U.S. 23 is a north-south route that winds from Jacksonville, Fla., to Mackinaw City, Mich. The segment of route ODOT’s study focuses on is the portion that runs through Delaware County and its surrounding areas. Delaware County is located just north of Columbus.
The study, which ODOT is conducting in partnership with the Mid-Ohio Regional Planning Commission and the Toledo Metropolitan Area Council of Governments, is meant to determine improvement options for the corridor. As well as evaluating the existing route, the study will consider new routes to the east or west of U.S. 23, which would dodge the nearly 40 traffic signals along this stretch of roadway.
ODOT spokeswoman Breanna Badanes explained the agency is in the “information-gathering stage” and is asking people for feedback on how they use U.S. 23 and what their priorities are.

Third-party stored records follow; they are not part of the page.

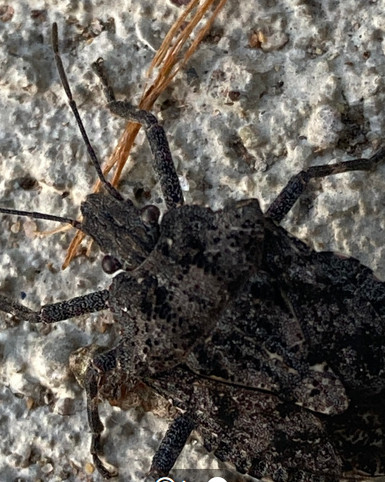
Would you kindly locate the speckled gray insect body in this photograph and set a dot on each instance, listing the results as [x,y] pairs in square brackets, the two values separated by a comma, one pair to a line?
[273,352]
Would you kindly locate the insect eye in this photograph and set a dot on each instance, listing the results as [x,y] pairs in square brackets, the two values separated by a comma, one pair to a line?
[150,214]
[110,264]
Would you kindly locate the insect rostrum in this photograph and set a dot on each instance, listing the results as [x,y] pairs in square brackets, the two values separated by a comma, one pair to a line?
[273,352]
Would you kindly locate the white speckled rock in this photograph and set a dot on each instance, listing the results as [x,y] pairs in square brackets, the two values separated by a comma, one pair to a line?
[240,121]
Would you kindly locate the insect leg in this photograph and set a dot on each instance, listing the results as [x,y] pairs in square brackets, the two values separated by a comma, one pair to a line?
[172,445]
[162,160]
[63,310]
[99,365]
[298,183]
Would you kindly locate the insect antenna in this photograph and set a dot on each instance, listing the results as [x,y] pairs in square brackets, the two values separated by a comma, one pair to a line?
[49,217]
[91,152]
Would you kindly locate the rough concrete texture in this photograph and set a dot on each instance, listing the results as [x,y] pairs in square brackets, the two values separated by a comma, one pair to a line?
[241,120]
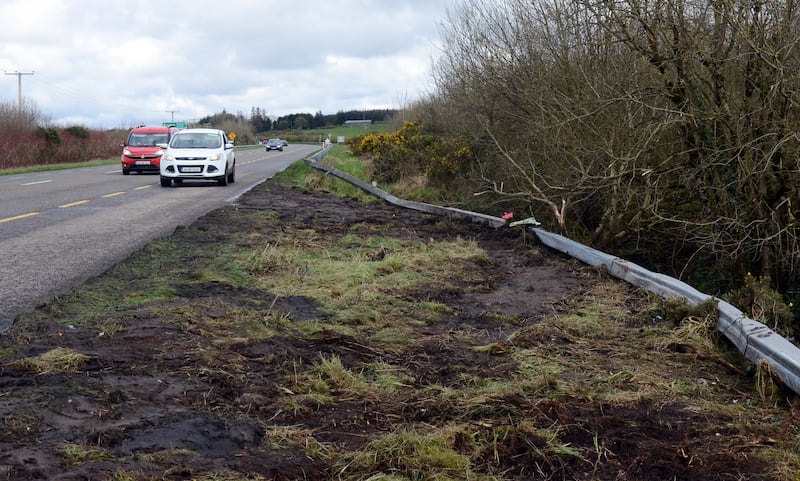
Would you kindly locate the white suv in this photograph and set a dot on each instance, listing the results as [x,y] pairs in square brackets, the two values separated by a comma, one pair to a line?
[198,154]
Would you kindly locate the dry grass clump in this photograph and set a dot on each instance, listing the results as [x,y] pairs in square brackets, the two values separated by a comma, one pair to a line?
[58,360]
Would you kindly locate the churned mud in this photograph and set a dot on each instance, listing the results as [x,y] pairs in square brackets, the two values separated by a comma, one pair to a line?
[175,389]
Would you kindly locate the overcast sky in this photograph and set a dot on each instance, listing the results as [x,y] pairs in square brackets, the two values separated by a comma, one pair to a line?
[108,63]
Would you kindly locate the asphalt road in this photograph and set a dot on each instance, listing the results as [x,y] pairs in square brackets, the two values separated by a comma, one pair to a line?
[59,228]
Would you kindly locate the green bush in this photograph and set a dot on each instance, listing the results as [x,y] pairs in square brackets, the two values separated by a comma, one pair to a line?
[78,131]
[50,134]
[764,304]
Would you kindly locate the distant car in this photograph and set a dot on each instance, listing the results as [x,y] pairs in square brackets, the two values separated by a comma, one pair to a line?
[141,151]
[274,144]
[198,154]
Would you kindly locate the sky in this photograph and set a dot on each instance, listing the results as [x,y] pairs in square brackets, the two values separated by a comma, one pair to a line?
[117,64]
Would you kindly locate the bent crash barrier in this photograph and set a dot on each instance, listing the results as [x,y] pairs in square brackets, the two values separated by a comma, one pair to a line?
[757,342]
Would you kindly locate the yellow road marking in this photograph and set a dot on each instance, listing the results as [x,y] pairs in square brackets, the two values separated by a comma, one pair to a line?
[17,217]
[73,204]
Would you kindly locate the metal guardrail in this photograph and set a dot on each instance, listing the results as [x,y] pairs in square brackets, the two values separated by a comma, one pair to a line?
[757,342]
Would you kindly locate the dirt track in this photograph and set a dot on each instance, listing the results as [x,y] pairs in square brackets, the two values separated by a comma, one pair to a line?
[163,395]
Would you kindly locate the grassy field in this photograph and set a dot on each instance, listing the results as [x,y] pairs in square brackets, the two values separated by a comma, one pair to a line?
[307,333]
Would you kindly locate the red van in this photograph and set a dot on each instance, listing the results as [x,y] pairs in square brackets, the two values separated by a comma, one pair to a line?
[141,151]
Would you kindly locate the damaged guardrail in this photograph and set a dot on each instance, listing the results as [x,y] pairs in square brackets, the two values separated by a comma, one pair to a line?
[756,341]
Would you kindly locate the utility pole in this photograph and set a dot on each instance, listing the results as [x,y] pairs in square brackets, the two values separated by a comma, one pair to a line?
[19,86]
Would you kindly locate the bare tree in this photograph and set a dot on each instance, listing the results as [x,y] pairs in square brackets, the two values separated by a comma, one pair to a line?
[665,125]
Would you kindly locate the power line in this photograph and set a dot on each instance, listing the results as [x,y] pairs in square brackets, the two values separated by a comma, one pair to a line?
[19,85]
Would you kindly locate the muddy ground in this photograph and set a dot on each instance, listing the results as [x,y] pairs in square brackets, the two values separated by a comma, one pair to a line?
[162,395]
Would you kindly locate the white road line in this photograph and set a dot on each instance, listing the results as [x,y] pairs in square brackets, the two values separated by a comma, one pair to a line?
[38,182]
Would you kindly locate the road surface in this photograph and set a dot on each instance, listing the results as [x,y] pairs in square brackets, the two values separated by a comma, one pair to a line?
[59,228]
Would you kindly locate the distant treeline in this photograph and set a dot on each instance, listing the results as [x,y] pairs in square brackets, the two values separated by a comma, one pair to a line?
[260,121]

She noted these priorities can range from improving congestion and safety to accounting for future development.
“U.S. 23 is a very important corridor in central Ohio and in the state,” Badanes said. “Not only does it serve area residents, but it’s also a crucial commercial route. As it exists today, U.S. 23 is already overtaxed with more vehicles than the roadway was designed to handle.”
Besides serving as a link between central Ohio and Toledo, U.S. 23 connects the state to trading partners in Michigan and Canada. Badanes said trade between Ohio and Canada represents $32.5 billion. Of the 30,000 vehicles that travel U.S. 23 north of Delaware each day, one in every seven is a truck, according to ODOT.
Some sections of U.S. 23 are already functioning over capacity, and traffic volumes through Delaware County are expected to climb as the region continues to grow. Scott Sanders, executive director of the Delaware County Regional Planning Commission, commutes via U.S. 23 every day and said residential development in the area didn’t slow down even during the COVID-19 pandemic. He noted a lot of the county’s population works in downtown Columbus, the city of Dublin or at The Ohio State University.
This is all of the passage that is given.